Now let's try writing our own stemmer. Write a function which takes in a token and returns its stem, by removing common English suffixes (e.g. remove the suffix -ed as in *listened* -> *listen*). Try to handle as many suffixes as you can think of. Then use this custom stemmer to convert the given text to an array of lowercase tokens.

In [7]:
def suffix_word(my_word, suf_list):
    for my_suf in suf_list:
        suf_len = len(my_suf)
        if my_word[-suf_len:] == my_suf:
            return my_word[0:-len(my_suf)].lower()
    return my_word.lower()
        
def stem_text(my_text):
    my_words = re.findall(r"[\w']+|[.,!?;:-]", my_text)
    my_suffixes = ['ed', 'es', 'ing', 'e', 's', 'ent', 'al', 'ion', 'y']
    
    return [suffix_word(word, my_suffixes) for word in my_words]

In [8]:
stem_text(text)

['onc',
 'when',
 'i',
 'wa',
 'six',
 'year',
 'old',
 'i',
 'saw',
 'a',
 'magnific',
 'pictur',
 'in',
 'a',
 'book',
 ',',
 'call',
 'tru',
 'stori',
 'from',
 'natur',
 ',',
 'about',
 'th',
 'primev',
 'forest',
 '.',
 'it',
 'wa',
 'a',
 'pictur',
 'of',
 'a',
 'boa',
 'constrictor',
 'in',
 'th',
 'act',
 'of',
 'swallow',
 'an',
 'anim',
 '.',
 'her',
 'i',
 'a',
 'cop',
 'of',
 'th',
 'draw',
 '.',
 'boa',
 'in',
 'th',
 'book',
 'it',
 'said',
 ':',
 'boa',
 'constrictor',
 'swallow',
 'their',
 'pre',
 'whol',
 ',',
 'without',
 'chew',
 'it',
 '.',
 'after',
 'that',
 'the',
 'ar',
 'not',
 'abl',
 'to',
 'mov',
 ',',
 'and',
 'the',
 'sleep',
 'through',
 'th',
 'six',
 'month',
 'that',
 'the',
 'ne',
 'for',
 'digest',
 '.',
 'i',
 'ponder',
 'deepl',
 ',',
 'then',
 ',',
 'over',
 'th',
 'adventur',
 'of',
 'th',
 'jungl',
 '.',
 'and',
 'after',
 'som',
 'work',
 'with',
 'a',
 'color',
 'pencil',
 'i',
 'succeed',
 'in',
 'mak',
 'm',
 'first',
 'draw',
 '.',
 'm',
 

**Questions:**
  4. What are some examples where  your stemmer on the text differs from the PorterStemmer?
  5. Can you explain why the differences occur?
  
**Bonus**: Use NLTK's WordNetLemmatizer to get an array of lemmatized tokens.
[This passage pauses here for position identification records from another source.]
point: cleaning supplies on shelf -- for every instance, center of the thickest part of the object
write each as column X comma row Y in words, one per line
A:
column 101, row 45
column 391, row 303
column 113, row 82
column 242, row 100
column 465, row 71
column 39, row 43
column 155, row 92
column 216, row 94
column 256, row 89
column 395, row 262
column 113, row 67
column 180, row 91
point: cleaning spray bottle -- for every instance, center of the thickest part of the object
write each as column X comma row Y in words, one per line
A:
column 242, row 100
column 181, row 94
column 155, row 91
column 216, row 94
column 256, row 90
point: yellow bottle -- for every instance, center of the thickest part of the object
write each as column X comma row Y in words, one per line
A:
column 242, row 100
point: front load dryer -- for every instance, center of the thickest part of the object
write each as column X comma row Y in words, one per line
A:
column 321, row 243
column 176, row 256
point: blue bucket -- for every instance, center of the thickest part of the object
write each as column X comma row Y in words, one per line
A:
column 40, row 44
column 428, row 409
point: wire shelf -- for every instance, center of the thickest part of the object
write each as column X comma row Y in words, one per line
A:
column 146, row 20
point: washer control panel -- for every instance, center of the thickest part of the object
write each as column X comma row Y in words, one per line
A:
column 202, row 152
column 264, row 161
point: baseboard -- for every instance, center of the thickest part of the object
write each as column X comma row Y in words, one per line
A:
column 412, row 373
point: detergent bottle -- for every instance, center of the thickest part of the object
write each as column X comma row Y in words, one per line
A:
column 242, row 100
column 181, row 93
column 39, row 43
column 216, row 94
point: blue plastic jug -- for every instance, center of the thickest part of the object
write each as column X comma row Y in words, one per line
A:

Where does it differ from the stemmers' outputs? Why?
 

4.
There are many examples where my stemmer differs. "true", "deepli", "making" for example. For true, my stemmer removes the "e" at the end while their stemmer keeps it. deeply becomes deepli in their stemmer and in mine it becomes deepl and making for them is make and for me is mak.

5.
The differences occur because their stemmer is a lot more complex. it recognizes the roots of words better so it has many exceptions while my stemmer is much simpler. it just removes suffixes without considering which word it is.